During an ABC News forum on Sunday, shooting victim J. Eric Fuller tore up a picture of Humphries and said “You’re dead” before being escorted from the room by law enforcement.

“Deputies made contact with him, attempted to remove him, and he turned around and yelled at everybody and called them all whores,” Pima County sheriff’s spokesman Jason Ogan told The Associated Press.

Fuller blamed the “Tea Party crime syndicate” for the shooting in an interview with The New York Times last week.
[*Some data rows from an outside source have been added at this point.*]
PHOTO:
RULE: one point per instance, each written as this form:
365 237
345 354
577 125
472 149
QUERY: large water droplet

In another interview, with Democracy Now, Fuller said that “It looks like Palin, Beck, Sharron Angle and the rest got their first target.”

“Their wish for Second Amendment activism has been fulfilled,” Fuller continued.
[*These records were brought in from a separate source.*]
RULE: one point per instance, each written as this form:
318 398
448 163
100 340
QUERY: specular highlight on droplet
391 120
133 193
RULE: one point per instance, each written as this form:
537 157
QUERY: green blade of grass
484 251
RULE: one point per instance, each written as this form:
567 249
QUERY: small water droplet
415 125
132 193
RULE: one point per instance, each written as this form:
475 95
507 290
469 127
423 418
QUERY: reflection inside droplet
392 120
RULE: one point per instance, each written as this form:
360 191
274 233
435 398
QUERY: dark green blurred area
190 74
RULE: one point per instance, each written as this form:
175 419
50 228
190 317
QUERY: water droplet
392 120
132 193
“I had nothing to do with the murders that happened or the shooting of Gabriel Giffords,” Humphries told the Associated Press. “And I wonder, if he (Fuller) is crazy or is he the canary in a coal mine? Is he saying what a lot of other people are holding in their hearts? If so, that’s a problem.”
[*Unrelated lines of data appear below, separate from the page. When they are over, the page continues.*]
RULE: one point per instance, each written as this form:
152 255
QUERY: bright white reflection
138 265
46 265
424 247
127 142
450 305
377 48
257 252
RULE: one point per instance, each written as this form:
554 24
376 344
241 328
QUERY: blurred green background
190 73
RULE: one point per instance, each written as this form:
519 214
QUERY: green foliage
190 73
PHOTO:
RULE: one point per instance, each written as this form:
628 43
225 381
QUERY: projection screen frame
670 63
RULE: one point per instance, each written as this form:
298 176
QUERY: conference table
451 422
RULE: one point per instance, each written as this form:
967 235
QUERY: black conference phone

Humphries also said that he believes the political fallout from the shooting will hurt the Tucson Tea Party. “That’s the tragedy for my family and what we’re trying to do politically,” he said. “There’s a city election coming up next year and I’m sure this’ll be used as a club and a hammer at that point to say: ‘Well, you’re all just gun-crazy nuts and we can’t listen to a word you say, you killed Gabby Giffords.'”

In an earlier interview with the Guardian, Humphries was adamant that right-wing rhetoric had nothing to do with the shooting. “A lot have taken as gospel that the sheriff says that this was caused by talk radio, by Tea Party extremists, that that must be the case,” he said. “I think it’s done a lot of damage. It’s given people the idea that somebody like my wife and I caused this murder. There’s no evidence. And there’s no evidence Sarah Palin caused this murder.”

“The Democrats are using this opportunity to bludgeon their opponents,” continued Humphries. “People don’t want to hear that it was just some stupid, evil act that had no bearing in rationality. They want it to make sense.”